História[editar | editar código-fonte]

A entidade foi fundada[3] pelo padre Ricardo Resente, a partir de um e-mail que recebeu do ator Marcos Winter em 5 de dezembro de 2002. Nele, Marcos propunha reunir artistas que se manifestassem em defesa dos direitos humanos em suas entrevistas. Eles negociariam com os jornalistas, concedendo entrevistas somente se pudessem abordar o tema proposto.

Dessa forma, eles fariam denúncias de violações aos direitos humanos como o trabalho escravo contemporâneo e, baseados em informação segura de outras ONG's, apresentariam as soluções viáveis. A iniciativa foi tomada pelo cantor Djavan, que fez um espetáculo no sul do Pará, em prol da luta contra a impunidade no campo, no qual compareceram diversos convidados, que mais tarde se engajariam na causa: Paulo Betti, Letícia Sabatella, Ângelo Antônio, Sergio Mamberti e Cristina Pereira. Estes, como outros depois deles (Osmar Prado, Pepita Rodrigues, Leonardo Vieira, Camila Pitanga, Chico Diaz, Dedina Bernadelli, Vic Militello, Vanessa Giácomo, Carla Marins, Otto etc.) colocariam sua visibilidade à disposição de algumas causas sociais e nesse sentido viajariam pelo país.

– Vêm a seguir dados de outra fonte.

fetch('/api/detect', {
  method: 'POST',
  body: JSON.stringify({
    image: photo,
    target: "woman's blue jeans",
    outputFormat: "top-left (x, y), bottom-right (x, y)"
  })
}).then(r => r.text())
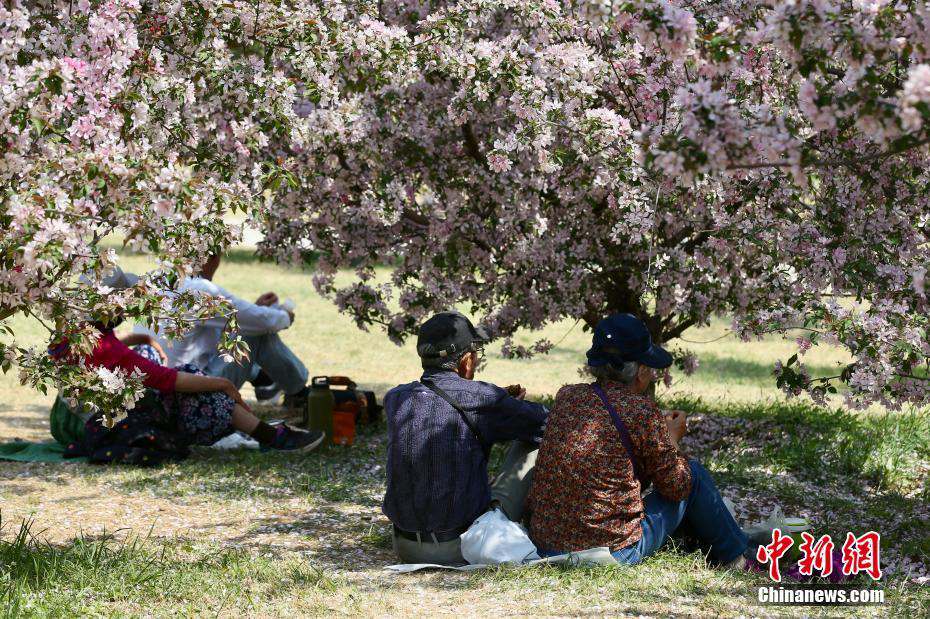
top-left (613, 460), bottom-right (749, 565)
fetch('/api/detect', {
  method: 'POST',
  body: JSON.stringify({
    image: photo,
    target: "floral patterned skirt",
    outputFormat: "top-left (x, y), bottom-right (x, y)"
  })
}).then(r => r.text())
top-left (65, 346), bottom-right (235, 466)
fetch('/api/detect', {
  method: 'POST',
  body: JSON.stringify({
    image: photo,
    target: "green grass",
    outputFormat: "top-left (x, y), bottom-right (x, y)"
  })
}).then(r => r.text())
top-left (0, 521), bottom-right (340, 617)
top-left (0, 250), bottom-right (930, 617)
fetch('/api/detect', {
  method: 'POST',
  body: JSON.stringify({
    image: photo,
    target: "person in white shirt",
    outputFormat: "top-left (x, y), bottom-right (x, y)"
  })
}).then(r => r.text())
top-left (147, 255), bottom-right (308, 409)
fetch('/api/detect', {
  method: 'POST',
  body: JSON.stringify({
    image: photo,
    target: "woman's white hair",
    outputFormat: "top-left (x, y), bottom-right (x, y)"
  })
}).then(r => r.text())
top-left (585, 361), bottom-right (639, 385)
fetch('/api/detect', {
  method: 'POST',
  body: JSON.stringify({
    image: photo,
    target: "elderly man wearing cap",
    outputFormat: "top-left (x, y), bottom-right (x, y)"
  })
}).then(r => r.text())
top-left (383, 312), bottom-right (548, 565)
top-left (528, 314), bottom-right (755, 569)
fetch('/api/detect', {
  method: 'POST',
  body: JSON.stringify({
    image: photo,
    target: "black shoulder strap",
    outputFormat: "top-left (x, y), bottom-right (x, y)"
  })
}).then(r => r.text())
top-left (420, 380), bottom-right (491, 459)
top-left (591, 383), bottom-right (646, 487)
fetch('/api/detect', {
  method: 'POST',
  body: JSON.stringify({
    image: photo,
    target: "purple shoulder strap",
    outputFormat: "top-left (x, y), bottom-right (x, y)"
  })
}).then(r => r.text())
top-left (591, 383), bottom-right (646, 487)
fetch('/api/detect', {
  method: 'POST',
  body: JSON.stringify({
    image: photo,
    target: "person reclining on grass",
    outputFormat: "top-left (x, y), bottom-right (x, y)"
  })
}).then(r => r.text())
top-left (382, 312), bottom-right (548, 565)
top-left (528, 314), bottom-right (758, 569)
top-left (49, 267), bottom-right (324, 466)
top-left (143, 255), bottom-right (309, 412)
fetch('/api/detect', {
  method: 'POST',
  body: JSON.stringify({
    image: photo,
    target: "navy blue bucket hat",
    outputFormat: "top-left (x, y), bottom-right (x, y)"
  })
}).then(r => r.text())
top-left (588, 314), bottom-right (672, 370)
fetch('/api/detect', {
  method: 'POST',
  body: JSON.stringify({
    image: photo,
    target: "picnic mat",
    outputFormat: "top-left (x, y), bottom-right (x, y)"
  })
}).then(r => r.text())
top-left (0, 441), bottom-right (87, 462)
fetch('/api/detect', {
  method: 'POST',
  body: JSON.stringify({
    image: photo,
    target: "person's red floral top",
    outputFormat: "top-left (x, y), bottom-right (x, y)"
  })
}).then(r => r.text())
top-left (528, 382), bottom-right (691, 552)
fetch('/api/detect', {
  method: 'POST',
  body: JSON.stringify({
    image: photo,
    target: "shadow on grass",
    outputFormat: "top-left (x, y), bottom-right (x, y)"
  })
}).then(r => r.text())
top-left (96, 426), bottom-right (385, 506)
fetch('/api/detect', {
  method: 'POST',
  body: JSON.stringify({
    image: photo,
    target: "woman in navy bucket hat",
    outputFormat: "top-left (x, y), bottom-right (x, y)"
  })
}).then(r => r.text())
top-left (528, 314), bottom-right (758, 570)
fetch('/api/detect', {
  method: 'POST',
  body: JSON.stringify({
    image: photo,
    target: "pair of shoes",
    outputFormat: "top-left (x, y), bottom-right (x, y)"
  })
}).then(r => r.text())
top-left (268, 423), bottom-right (326, 452)
top-left (255, 383), bottom-right (283, 402)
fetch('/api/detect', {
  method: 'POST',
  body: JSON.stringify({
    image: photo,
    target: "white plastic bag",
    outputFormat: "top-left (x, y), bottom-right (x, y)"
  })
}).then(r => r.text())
top-left (462, 509), bottom-right (539, 565)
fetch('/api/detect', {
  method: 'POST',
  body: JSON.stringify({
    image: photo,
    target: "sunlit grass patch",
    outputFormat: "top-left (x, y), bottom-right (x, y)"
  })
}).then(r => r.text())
top-left (0, 522), bottom-right (343, 617)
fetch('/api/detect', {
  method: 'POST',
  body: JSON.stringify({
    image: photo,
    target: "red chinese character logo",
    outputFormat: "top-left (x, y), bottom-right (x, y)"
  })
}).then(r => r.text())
top-left (798, 532), bottom-right (833, 578)
top-left (756, 529), bottom-right (794, 582)
top-left (843, 531), bottom-right (882, 580)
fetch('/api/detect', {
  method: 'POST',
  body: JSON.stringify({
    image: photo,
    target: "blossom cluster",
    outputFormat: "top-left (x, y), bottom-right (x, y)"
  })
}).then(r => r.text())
top-left (0, 0), bottom-right (930, 406)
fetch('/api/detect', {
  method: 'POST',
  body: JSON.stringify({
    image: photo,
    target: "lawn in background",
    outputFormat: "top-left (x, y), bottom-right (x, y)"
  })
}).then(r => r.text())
top-left (0, 250), bottom-right (930, 616)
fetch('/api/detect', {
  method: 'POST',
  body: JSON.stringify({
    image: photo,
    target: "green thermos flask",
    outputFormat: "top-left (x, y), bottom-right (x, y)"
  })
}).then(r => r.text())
top-left (307, 376), bottom-right (336, 443)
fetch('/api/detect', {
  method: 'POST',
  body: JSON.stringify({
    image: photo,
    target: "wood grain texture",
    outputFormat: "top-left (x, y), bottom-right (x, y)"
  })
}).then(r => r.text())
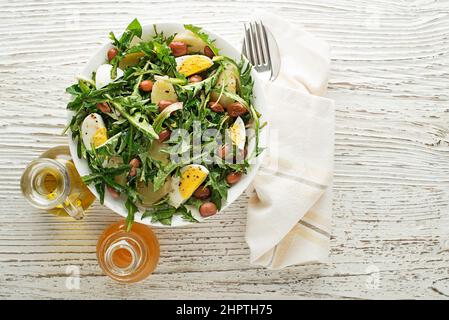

Nas palavras do padre, estes são os crimes que ainda proliferam no Brasil:

O Movimento Humanos Direitos atua da seguinte forma: cria mobilizações para reivindicar mudanças nas políticas públicas; cria vinhetas informativas para a televisão; participa de julgamentos; visita regiões de ameaças e violências, assim como as vítimas e seus parentes; discute projetos; faz parcerias. E instituiu um prêmio, o João Canuto, que é outorgado a pessoas ou instituições que mais se destacaram no ano por alguma causa necessária.

Entre as questões mais recentes[4] em que o grupo se envolveu, está um caso de violência sexual contra menores na cidade de Sapé, Estado da Paraíba, em que o movimento pronunciou seu apoio à Promotora de Justiça do município, que está sendo ameaçada de morte.

Outra campanha atual da entidade é o repúdio à construção da barragem de Estreito, na divisa entre o Maranhão e o Tocantins. O empreendimento, que já está em fase de início das obras, alagará uma área de quatrocentos quilômetros quadrados. Além disso, afetará doze municípios e três terras indígenas, desalojando cerca de vinte mil pessoas.

O grupo se mobiiza atualmente para aprovar a Emenda Constitucional 438, que trata da expropriação de terras usadas para trabalho escravo. Eles estiveram em Brasília, pressionando o Senado para a aprovação do projeto, que se encontra travado. Tentaram também, sem sucesso, paralisar[5] o andamento do projeto de transposição do rio São Francisco, considerado por eles um benefício apenas para latifundiários do Nordeste.

O Movimento Humanos Direitos é presidido por Marcos Winter. Para ser filiado, é necessário abraçar a causa, ser indicado por algum dos componentes do movimento e ser aprovado pelos demais em uma de suas reuniões.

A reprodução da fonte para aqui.